Petite digression, les pays où une législation unifiée est imposée aux émissions polluantes des véhicules routiers légers, le parc diesel est inexistant. Par ailleurs, les constructeurs soumis à ce genre de contrainte ont porté le rendement des moteurs à essence au niveau des diesels les plus performants, sinon au delà. Ainsi, à 100 km/h sur portion plate, le système hybride étant non sollicité, le rendement du moteur à essence de la Prius frôle 50% grâce à sa commande de soupapes optimisée ! Aucun véhicule produit en France par l'industrie nationale ne propose ce type de moteur thermique.
Quelques données pour cadrer le raisonnement.

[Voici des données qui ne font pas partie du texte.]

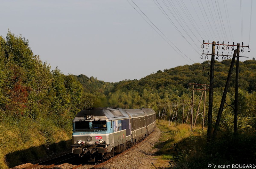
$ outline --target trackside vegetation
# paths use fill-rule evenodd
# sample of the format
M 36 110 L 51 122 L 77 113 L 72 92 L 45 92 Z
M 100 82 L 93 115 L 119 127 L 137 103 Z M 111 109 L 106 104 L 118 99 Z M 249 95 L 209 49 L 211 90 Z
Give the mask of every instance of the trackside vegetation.
M 229 60 L 215 62 L 215 73 L 220 76 L 214 80 L 213 126 L 230 63 Z M 256 61 L 253 58 L 239 64 L 237 133 L 233 132 L 231 106 L 224 109 L 217 139 L 210 143 L 206 142 L 205 132 L 200 127 L 201 116 L 192 132 L 189 121 L 180 124 L 182 110 L 180 107 L 176 125 L 173 123 L 168 127 L 168 122 L 164 119 L 158 124 L 163 131 L 159 144 L 162 148 L 158 153 L 161 159 L 170 162 L 168 167 L 204 168 L 208 164 L 256 163 Z M 163 107 L 159 110 L 158 103 L 190 102 L 192 91 L 188 83 L 209 83 L 209 77 L 203 67 L 209 67 L 207 61 L 159 70 L 139 80 L 116 83 L 82 74 L 65 75 L 33 53 L 28 40 L 8 30 L 6 37 L 0 36 L 0 168 L 70 151 L 72 120 L 84 108 L 149 107 L 155 110 L 158 117 Z M 227 105 L 232 105 L 235 99 L 235 71 L 234 68 Z M 201 95 L 200 92 L 195 92 L 194 112 Z M 185 106 L 185 114 L 189 108 Z M 174 109 L 171 114 L 167 111 L 166 120 Z M 207 117 L 207 105 L 206 110 Z M 199 111 L 202 110 L 201 106 Z M 206 130 L 207 118 L 205 121 Z
M 207 142 L 206 129 L 196 126 L 190 132 L 190 126 L 177 124 L 169 127 L 169 122 L 162 121 L 157 123 L 162 136 L 158 143 L 157 162 L 161 165 L 168 162 L 165 168 L 175 169 L 212 168 L 219 165 L 250 165 L 256 161 L 256 135 L 255 132 L 234 134 L 222 131 L 219 139 Z M 212 167 L 209 167 L 211 164 Z M 231 168 L 230 167 L 230 168 Z

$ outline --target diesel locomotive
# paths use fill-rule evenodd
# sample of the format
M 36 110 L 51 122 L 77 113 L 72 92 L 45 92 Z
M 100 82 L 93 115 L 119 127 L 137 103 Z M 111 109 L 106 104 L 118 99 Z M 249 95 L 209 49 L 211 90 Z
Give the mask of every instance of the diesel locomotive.
M 72 121 L 72 153 L 89 162 L 107 160 L 148 135 L 156 128 L 156 119 L 149 108 L 83 110 Z

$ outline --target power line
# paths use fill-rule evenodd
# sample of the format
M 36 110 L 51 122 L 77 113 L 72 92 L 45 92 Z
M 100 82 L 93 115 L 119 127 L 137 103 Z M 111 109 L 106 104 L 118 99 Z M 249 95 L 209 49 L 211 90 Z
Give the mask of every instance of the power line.
M 250 38 L 251 38 L 251 28 L 252 26 L 252 0 L 251 4 L 251 17 L 250 17 L 250 29 L 249 31 L 249 43 L 250 42 Z
M 191 59 L 190 58 L 189 58 L 189 57 L 188 57 L 188 56 L 187 56 L 187 55 L 185 55 L 185 54 L 184 53 L 183 53 L 183 52 L 181 52 L 181 51 L 180 51 L 180 49 L 179 49 L 179 48 L 177 48 L 177 47 L 176 47 L 176 46 L 175 46 L 175 45 L 174 45 L 174 44 L 173 44 L 173 43 L 172 43 L 172 42 L 171 42 L 171 41 L 170 41 L 170 40 L 169 40 L 169 39 L 168 39 L 168 38 L 167 38 L 167 37 L 166 37 L 166 36 L 165 36 L 165 35 L 164 35 L 164 33 L 162 33 L 162 32 L 161 32 L 161 31 L 160 31 L 160 30 L 159 30 L 159 29 L 158 28 L 158 27 L 157 27 L 157 26 L 156 26 L 156 25 L 155 25 L 155 24 L 154 24 L 154 23 L 153 23 L 152 22 L 152 21 L 151 21 L 151 20 L 150 20 L 150 19 L 149 19 L 149 18 L 148 18 L 148 17 L 147 16 L 147 15 L 146 15 L 146 14 L 145 14 L 145 13 L 144 13 L 144 12 L 143 12 L 143 11 L 141 11 L 141 10 L 140 9 L 140 8 L 139 8 L 139 7 L 138 7 L 138 6 L 137 5 L 137 4 L 135 4 L 135 3 L 134 3 L 134 2 L 133 2 L 133 1 L 132 0 L 131 0 L 131 1 L 132 1 L 132 2 L 133 3 L 133 4 L 135 4 L 135 5 L 137 7 L 137 8 L 138 8 L 138 9 L 139 9 L 139 10 L 140 10 L 140 11 L 141 12 L 141 13 L 142 13 L 143 14 L 143 15 L 144 15 L 145 16 L 145 17 L 146 17 L 146 18 L 147 18 L 147 19 L 148 19 L 148 20 L 149 20 L 149 21 L 150 21 L 150 22 L 151 22 L 151 23 L 152 23 L 152 24 L 153 25 L 154 25 L 154 26 L 155 26 L 155 27 L 156 27 L 156 29 L 157 29 L 157 30 L 158 30 L 158 31 L 159 31 L 159 32 L 160 32 L 160 33 L 161 33 L 161 34 L 162 35 L 163 35 L 163 36 L 164 36 L 164 37 L 165 37 L 165 38 L 166 38 L 166 39 L 167 39 L 167 40 L 168 40 L 168 41 L 169 41 L 169 42 L 170 42 L 170 43 L 171 43 L 171 44 L 172 44 L 172 45 L 173 45 L 173 46 L 174 46 L 174 47 L 175 47 L 175 48 L 177 48 L 177 49 L 178 49 L 178 50 L 179 50 L 179 51 L 180 51 L 180 53 L 181 53 L 182 54 L 183 54 L 183 55 L 184 55 L 185 56 L 186 56 L 186 57 L 187 57 L 191 61 L 192 61 L 192 62 L 194 62 L 194 63 L 195 63 L 195 62 L 194 62 L 194 61 L 193 61 L 192 60 L 191 60 Z M 128 0 L 126 0 L 126 1 L 127 1 L 127 2 L 128 2 L 128 3 L 129 3 L 130 4 L 131 4 L 131 5 L 132 5 L 132 7 L 133 8 L 134 8 L 134 9 L 135 9 L 135 10 L 136 10 L 136 9 L 135 9 L 135 8 L 134 8 L 134 7 L 133 7 L 133 6 L 128 1 Z M 136 11 L 137 11 L 137 10 L 136 10 Z M 142 18 L 144 18 L 144 17 L 142 17 L 142 16 L 141 15 L 140 15 L 140 16 L 141 16 L 142 17 Z M 155 30 L 154 29 L 154 30 L 155 30 L 155 31 L 156 31 L 156 30 Z M 157 32 L 157 31 L 156 31 L 156 32 Z M 162 37 L 162 36 L 161 36 L 161 37 L 162 37 L 162 38 L 163 38 L 163 37 Z M 183 57 L 183 58 L 184 58 L 184 59 L 185 59 L 185 60 L 186 60 L 186 61 L 187 61 L 188 62 L 189 62 L 190 63 L 191 63 L 191 62 L 189 62 L 189 61 L 188 61 L 188 60 L 187 59 L 186 59 L 186 58 L 185 58 L 185 57 L 184 57 L 183 56 L 182 56 L 182 55 L 181 55 L 181 54 L 180 54 L 180 53 L 179 53 L 179 52 L 178 52 L 178 51 L 177 51 L 177 50 L 176 50 L 176 49 L 175 49 L 174 48 L 173 48 L 173 47 L 172 47 L 172 46 L 171 46 L 171 45 L 170 45 L 170 44 L 169 44 L 168 43 L 168 42 L 167 42 L 167 41 L 166 41 L 166 40 L 165 40 L 165 41 L 166 41 L 166 42 L 167 42 L 167 43 L 168 43 L 168 44 L 169 45 L 169 46 L 171 46 L 171 47 L 172 47 L 172 48 L 173 48 L 173 49 L 174 50 L 175 50 L 175 51 L 176 51 L 176 52 L 177 52 L 178 53 L 178 54 L 179 54 L 179 55 L 180 55 L 180 56 L 181 56 L 181 57 Z

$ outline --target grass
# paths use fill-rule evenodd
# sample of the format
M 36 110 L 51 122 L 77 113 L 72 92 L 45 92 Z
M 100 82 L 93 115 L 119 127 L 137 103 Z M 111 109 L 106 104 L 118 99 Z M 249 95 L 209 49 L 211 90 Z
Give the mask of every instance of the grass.
M 71 126 L 69 130 L 72 131 Z M 69 148 L 71 133 L 50 120 L 0 115 L 0 168 L 54 155 Z
M 162 136 L 155 147 L 158 168 L 207 168 L 209 164 L 253 164 L 256 163 L 256 133 L 241 129 L 238 133 L 220 129 L 215 141 L 208 143 L 207 132 L 201 127 L 192 132 L 190 125 L 168 126 L 157 123 Z M 166 165 L 166 163 L 169 163 Z

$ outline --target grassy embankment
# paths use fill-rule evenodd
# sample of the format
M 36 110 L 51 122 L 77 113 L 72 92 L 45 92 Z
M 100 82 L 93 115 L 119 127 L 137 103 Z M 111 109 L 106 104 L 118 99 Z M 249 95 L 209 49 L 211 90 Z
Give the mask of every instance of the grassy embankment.
M 159 168 L 209 168 L 208 165 L 253 164 L 256 163 L 256 135 L 244 131 L 220 131 L 214 142 L 207 143 L 207 129 L 201 127 L 190 132 L 190 126 L 177 124 L 168 126 L 162 121 L 157 127 L 162 132 L 160 148 L 154 165 Z
M 69 129 L 50 120 L 0 116 L 0 168 L 8 168 L 47 158 L 70 147 Z

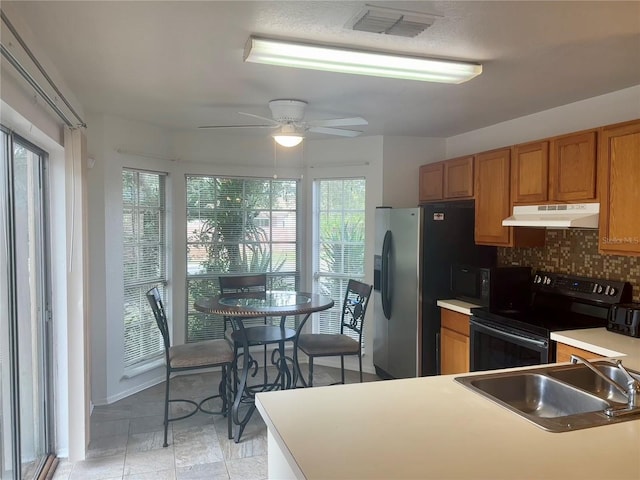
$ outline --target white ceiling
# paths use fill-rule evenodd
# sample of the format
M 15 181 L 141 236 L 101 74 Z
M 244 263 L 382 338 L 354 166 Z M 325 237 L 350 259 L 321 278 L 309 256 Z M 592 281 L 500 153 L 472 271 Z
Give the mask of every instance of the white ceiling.
M 637 1 L 369 2 L 443 15 L 415 38 L 347 29 L 365 5 L 356 1 L 10 3 L 86 111 L 172 129 L 255 123 L 237 112 L 270 116 L 269 100 L 293 98 L 309 102 L 307 119 L 365 117 L 365 135 L 449 137 L 640 84 Z M 484 72 L 444 85 L 244 63 L 252 34 L 471 60 Z

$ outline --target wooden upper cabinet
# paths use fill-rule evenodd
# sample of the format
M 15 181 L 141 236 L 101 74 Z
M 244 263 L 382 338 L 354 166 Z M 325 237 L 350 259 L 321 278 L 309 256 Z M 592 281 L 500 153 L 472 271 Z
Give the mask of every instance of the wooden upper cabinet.
M 513 147 L 511 190 L 513 203 L 544 203 L 549 199 L 549 142 Z
M 600 129 L 600 251 L 640 255 L 640 120 Z
M 444 162 L 444 198 L 473 197 L 473 156 Z
M 509 148 L 476 155 L 475 239 L 478 244 L 508 246 L 511 243 L 511 228 L 502 226 L 502 220 L 511 214 L 510 163 Z
M 443 162 L 430 163 L 420 167 L 420 203 L 442 200 L 444 185 Z
M 549 197 L 559 202 L 593 201 L 596 189 L 596 132 L 551 139 Z
M 503 247 L 544 245 L 544 229 L 502 226 L 502 220 L 511 215 L 510 168 L 510 148 L 476 155 L 476 243 Z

Les carburants sont vendus au litre et non au kilo. Or leurs densités sont différentes : un litre d'essence pèse 750 g en moyenne alors que le poids moyen d'un litre de gazole est de 845 g, soit 12,5% de plus. Or l'énergie (et le CO2) que produisent les combustions de ces deux carburants sont quasi identiques à poids égal. Si l'on revient aux évaluations en volume, base pour les calculs des coûts et taxes, on retient que les quantités d'énergie chimique fournies par un litre, respectivement d'essence et de gazole, sont de 32 et 36 MJ (8,89 et 10 kWh).
Les consommations de gazole et d'essence en 2011 ont été de 33,6 millions de tonnes et 8,2 millions de tonnes, soit pour le gazole 39,52 milliards de litres et 10,93 milliards de litres pour l'essence.
Toujours en 2011, la TIPP moyenne (chargée de sa TVA propre) était de 0,732 € pour l'essence et de 0,532 € pour le gazole. Les TIPP du gazole et de l'essence, rapportées au contenu énergétique du litre de carburant, valent donc respectivement 0,01452 et 0,022875 €/MJ, soit un privilège de 0,008355 €/MJ accordé au gazole, 36,5% de moins pour les caisses de l'Etat. Il s'agit bien d'une formidable niche fiscale dont la croissance ne connaît aucun frein dans notre pays. Au contraire, toutes les ressources de recherche et développement (Institut français du pétrole, grandes écoles, etc.) impliquées dans le perfectionnement des moteurs et de leurs équipements travaillent la main dans la main pour perfectionner les moteurs diesel des constructeurs automobiles français.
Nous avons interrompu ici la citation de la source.